Much more than chocolate eggs, Easter Food Traditions include succulent roasts and sweet treats, most with a nod to the religious symbolism of the date.
While many of the dishes vary depending on region and culture, there are some Easter Food Traditions that feature in most menus with just slight variations in ingredients and cooking methods.
Recipes that form part of Easter Food Traditions can be quite indulgent and often feature dishes that are forbidden during Lent in the lead up to Easter. A month of fish on Fridays is broken by a succulent roast lamb, traditionally served on Easter Sunday and seasoned with rosemary, garlic and olive oil. Eggs eaten boiled for breakfast, or found in a chocolate egg hunt, symbolise new life and are an essential inclusion in the celebrations.

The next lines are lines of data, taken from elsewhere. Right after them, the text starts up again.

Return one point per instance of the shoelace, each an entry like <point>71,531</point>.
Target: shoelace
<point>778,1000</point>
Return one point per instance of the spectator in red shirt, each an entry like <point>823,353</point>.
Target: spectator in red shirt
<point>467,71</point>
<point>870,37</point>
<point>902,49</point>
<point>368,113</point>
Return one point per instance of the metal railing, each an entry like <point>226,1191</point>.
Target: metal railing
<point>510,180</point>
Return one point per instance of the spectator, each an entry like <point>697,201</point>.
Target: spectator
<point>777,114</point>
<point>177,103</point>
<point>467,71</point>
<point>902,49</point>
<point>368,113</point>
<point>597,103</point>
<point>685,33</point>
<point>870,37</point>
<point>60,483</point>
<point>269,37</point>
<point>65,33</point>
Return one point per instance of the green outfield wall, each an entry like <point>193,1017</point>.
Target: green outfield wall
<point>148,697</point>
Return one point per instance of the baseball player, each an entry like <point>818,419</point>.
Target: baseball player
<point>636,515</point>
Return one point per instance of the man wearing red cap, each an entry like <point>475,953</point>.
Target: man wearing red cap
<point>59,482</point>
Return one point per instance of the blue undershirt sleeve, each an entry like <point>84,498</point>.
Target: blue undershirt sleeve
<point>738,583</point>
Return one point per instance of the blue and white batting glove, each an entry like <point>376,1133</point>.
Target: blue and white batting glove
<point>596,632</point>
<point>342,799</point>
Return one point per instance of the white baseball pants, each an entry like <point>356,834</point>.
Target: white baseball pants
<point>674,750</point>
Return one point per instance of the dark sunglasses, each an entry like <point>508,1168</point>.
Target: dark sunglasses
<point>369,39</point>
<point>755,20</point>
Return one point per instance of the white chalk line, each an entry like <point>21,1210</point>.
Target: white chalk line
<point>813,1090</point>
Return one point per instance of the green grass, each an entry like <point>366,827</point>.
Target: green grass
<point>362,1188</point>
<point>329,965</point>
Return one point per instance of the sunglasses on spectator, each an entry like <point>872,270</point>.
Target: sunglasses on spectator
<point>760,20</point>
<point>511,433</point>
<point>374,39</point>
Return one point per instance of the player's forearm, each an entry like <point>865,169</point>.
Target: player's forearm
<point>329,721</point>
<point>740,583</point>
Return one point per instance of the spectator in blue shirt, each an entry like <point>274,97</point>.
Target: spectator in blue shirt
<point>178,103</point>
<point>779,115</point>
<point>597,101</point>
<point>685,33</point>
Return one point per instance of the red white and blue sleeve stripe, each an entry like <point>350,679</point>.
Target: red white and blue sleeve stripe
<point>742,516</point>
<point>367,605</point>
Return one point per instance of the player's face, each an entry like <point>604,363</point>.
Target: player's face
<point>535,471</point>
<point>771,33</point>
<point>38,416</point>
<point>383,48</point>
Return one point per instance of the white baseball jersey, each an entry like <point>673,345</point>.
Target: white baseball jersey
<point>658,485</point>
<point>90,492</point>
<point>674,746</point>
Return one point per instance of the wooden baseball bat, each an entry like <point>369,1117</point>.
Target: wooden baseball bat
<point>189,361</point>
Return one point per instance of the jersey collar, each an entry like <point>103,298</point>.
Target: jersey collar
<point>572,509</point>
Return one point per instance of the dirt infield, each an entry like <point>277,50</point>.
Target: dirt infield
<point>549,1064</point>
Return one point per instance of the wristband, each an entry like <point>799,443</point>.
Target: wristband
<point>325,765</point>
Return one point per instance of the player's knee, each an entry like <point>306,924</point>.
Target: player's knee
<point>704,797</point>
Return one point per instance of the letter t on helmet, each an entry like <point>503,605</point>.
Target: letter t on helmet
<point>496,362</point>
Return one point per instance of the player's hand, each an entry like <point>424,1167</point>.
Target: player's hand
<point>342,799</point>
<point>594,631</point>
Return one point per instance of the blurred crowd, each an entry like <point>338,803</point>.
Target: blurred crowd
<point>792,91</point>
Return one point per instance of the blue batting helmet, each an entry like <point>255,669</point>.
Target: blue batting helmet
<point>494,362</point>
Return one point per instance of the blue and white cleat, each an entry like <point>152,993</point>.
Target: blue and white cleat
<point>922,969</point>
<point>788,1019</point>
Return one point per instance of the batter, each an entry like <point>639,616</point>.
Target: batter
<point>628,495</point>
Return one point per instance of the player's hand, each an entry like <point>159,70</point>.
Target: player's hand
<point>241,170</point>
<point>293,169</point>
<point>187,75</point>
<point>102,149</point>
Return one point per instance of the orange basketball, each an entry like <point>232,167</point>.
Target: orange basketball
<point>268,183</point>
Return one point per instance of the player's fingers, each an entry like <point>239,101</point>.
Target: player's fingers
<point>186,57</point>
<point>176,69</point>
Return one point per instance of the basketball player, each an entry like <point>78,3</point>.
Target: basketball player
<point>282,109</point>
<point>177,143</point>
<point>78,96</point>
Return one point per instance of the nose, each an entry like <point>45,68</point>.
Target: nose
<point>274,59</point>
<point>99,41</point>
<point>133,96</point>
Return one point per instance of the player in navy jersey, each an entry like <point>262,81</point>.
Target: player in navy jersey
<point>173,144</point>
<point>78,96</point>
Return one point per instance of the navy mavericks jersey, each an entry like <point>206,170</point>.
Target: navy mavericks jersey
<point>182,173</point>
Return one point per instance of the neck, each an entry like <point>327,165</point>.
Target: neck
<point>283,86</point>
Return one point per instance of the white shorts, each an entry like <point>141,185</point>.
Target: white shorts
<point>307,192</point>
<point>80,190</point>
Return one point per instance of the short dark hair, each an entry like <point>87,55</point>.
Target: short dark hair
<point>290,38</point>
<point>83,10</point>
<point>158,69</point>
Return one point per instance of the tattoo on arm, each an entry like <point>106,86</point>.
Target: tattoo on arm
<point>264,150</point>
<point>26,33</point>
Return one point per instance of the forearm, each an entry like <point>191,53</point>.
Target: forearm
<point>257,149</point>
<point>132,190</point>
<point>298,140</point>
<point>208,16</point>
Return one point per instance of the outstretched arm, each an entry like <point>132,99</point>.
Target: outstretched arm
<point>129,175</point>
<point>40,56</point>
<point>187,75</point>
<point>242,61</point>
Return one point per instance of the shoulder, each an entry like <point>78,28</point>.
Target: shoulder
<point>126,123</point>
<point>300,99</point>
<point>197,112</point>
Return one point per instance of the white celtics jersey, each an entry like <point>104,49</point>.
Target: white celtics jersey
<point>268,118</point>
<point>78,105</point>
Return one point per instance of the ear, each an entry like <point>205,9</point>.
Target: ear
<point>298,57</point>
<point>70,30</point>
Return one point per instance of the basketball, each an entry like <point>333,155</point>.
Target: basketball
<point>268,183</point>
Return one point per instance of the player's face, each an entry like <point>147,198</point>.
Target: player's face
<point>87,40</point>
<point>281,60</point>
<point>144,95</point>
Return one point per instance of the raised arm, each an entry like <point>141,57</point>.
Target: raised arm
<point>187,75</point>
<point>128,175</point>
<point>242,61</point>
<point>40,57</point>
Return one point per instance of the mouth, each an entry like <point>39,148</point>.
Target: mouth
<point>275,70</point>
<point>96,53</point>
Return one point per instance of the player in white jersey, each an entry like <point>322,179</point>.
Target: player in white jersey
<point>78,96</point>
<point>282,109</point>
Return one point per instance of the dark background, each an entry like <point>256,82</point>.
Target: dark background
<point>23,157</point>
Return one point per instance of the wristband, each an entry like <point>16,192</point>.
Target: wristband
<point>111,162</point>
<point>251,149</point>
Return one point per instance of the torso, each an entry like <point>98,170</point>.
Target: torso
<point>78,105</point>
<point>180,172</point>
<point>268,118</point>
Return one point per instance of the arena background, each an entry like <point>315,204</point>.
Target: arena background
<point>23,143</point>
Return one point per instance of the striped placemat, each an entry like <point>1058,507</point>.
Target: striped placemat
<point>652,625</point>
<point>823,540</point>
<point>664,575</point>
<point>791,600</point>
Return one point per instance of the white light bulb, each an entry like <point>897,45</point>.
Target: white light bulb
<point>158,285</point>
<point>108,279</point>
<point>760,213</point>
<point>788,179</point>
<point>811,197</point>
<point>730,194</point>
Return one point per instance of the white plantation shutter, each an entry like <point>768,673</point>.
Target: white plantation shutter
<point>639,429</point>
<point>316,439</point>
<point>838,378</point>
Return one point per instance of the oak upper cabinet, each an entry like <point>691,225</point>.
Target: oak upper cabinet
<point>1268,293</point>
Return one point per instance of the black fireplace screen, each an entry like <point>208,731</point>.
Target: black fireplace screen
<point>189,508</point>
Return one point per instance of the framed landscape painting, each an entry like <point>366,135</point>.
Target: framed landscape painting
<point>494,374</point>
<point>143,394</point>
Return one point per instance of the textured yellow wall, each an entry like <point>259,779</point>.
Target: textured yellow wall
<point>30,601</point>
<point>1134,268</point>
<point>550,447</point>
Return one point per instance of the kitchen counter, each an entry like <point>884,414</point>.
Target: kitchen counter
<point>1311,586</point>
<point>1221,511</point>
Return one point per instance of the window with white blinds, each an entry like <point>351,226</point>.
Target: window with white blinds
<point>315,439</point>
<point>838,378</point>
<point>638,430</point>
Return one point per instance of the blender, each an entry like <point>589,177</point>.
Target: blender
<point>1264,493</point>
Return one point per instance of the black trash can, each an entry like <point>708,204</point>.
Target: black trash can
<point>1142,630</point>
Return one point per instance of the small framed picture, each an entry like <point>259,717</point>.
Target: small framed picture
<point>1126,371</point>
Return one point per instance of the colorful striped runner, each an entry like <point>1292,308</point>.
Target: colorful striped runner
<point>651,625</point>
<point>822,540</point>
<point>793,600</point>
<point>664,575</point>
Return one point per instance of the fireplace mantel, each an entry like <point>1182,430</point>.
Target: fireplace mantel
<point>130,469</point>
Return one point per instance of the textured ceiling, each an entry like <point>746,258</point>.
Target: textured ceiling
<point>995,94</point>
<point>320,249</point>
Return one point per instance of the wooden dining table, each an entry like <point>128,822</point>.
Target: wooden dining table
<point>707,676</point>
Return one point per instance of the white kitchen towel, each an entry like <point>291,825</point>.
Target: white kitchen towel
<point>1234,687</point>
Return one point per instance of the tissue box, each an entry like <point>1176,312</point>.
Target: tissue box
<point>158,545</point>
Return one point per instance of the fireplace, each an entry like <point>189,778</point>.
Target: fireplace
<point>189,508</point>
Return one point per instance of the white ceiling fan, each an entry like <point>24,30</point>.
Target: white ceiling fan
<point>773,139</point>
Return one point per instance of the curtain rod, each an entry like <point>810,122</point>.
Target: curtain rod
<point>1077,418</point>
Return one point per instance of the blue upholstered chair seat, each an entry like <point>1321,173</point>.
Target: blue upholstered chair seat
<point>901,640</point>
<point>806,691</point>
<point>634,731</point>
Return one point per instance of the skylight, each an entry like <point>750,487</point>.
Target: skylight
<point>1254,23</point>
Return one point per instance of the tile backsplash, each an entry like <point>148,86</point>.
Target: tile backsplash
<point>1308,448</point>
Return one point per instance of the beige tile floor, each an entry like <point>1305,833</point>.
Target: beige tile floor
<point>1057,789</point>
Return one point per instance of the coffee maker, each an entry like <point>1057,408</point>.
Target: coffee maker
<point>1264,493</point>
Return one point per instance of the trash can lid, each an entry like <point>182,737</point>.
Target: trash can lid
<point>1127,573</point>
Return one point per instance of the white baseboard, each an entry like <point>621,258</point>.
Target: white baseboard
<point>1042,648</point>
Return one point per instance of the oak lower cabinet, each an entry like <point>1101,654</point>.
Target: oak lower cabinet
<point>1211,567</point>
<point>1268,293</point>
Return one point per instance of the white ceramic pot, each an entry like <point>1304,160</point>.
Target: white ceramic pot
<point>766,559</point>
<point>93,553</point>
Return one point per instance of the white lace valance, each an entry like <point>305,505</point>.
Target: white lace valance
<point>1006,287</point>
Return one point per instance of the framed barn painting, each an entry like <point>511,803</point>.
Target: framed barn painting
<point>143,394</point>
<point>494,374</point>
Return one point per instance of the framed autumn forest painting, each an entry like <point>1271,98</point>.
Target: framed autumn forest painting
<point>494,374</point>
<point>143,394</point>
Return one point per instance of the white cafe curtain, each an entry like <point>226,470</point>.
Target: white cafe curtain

Another favourite during and leading up to Easter are hot cross buns. These spiced delights originated in ancient Greece and for Christians, the cross on top of the bun signifies the crucifix. For an equally sweet, but lighter treat, try Easter biscuits. Similar to shortbread but cut into Easter themed shapes and decorated with icing, these are easy to make at home and are great for entertaining guests over the long weekend.
If you really want to embrace traditional Easter eats, a Simnel Cake serves both as a sweet treat and a food of symbolism. Packed with fruit, spices and almond meal a Simnel cake has its origins in mediaeval times. It is traditionally topped with eleven marzipan balls to represent the eleven apostles of Christ, minus Judas.
Wonderful food is one of the best ways to bring people together. Celebrate this Easter with friends and family by re-creating these Easter Food Traditions. Put your own twist on some of these delicious recipes and make them your own. Just don’t leave out the chocolate.